The European Technology and Travel Services Association (ETTSA) is concerned about the decision of another large European airline group to impose a substantial surcharge on tickets booked through independent intermediaries.

Two years after the Lufthansa Group, BA and Iberia have announced their intention to impose a distribution charge on tickets booked through a neutral distribution channel – the GDS/travel agency channel on which consumers rely to look for the best-available travel option.

This charge will not apply to BA-controlled channels.

The mere mechanism of a charge making the neutral and independent channel less attractive for consumers is a worrying trend that goes against the principles of transparency and neutrality in airline distribution established by the EU decades ago.

Twenty-five years of a liberalised EU aviation market have promoted competition, the arrival of new entrants and more choice for consumers.

The policy has generally been a great success resulting in more affordable tickets for families and businesses.

However, recent years have seen challenges arise against this successful policy. A consolidation of the European aviation industry has produced more powerful and larger airline groups, and the airline alliances have been allowed to increase their cooperation – as opposed to having to behave like competitors.

This consolidation has put airlines in a position of great strength in their ‘home markets’, which has increased their incentives and power to push for more direct distribution and drive consumers away from the neutral and independent market.

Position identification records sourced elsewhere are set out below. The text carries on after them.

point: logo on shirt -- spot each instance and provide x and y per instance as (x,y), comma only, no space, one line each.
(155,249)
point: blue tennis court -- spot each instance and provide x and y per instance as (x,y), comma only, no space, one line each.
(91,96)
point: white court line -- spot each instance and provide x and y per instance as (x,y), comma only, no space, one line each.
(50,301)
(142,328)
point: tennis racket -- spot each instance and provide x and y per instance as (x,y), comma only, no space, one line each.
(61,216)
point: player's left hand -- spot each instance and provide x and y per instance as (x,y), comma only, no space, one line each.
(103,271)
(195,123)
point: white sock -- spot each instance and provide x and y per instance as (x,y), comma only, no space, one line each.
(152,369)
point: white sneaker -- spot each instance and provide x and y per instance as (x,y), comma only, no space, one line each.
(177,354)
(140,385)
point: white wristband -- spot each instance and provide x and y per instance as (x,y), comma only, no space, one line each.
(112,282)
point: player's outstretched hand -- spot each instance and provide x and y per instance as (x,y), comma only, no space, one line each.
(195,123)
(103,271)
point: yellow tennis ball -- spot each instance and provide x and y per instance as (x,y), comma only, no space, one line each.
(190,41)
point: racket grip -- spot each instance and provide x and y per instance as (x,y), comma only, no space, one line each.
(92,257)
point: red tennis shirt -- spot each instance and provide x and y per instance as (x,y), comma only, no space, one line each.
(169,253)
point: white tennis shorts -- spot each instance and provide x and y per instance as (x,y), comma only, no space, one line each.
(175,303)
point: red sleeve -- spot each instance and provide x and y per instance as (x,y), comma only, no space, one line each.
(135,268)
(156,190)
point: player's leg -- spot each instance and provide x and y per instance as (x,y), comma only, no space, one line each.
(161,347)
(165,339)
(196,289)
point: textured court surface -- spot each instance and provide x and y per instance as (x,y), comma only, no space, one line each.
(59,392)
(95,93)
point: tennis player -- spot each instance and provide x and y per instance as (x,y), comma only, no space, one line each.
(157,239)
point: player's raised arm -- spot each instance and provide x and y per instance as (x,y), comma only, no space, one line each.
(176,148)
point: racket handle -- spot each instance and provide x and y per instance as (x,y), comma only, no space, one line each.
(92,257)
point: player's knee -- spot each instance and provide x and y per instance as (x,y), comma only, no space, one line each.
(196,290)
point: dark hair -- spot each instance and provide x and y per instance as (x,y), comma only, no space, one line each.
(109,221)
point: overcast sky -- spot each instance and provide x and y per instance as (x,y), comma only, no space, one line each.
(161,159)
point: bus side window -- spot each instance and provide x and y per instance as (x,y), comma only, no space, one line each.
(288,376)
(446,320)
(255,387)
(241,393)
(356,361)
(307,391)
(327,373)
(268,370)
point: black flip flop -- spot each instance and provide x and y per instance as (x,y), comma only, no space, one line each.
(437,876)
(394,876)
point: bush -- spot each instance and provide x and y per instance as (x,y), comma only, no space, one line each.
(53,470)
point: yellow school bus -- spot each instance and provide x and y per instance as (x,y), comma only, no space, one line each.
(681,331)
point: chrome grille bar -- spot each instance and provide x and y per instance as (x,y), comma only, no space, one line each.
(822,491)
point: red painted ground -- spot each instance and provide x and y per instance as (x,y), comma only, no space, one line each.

The planned BA/Iberia charge and earlier Lufthansa surcharge are a result of a strategy to drive consumers away from the platforms where they are able to compare travel options in a neutral environment and on to airline-controlled platforms where biased content makes it very difficult for consumers to know whether they are buying the ticket that suits them best.

ETTSA is composed of technology companies and promotes the advancement of technology improvement in travel distribution for the benefit of consumers.

The association has been warning against this development for years, but action from the EU to protect its own principles of neutrality and transparency has yet to be seen.

We urge the European institutions to remember these principles and to protect them with the regulatory tools available to it before it is too late.

In addition to enforcement of the CRS Code of Conduct, these tools should certainly include a probing investigation into whether the promised benefits for consumers that were used by airlines to obtain approvals of their mergers and alliances have in fact materialised.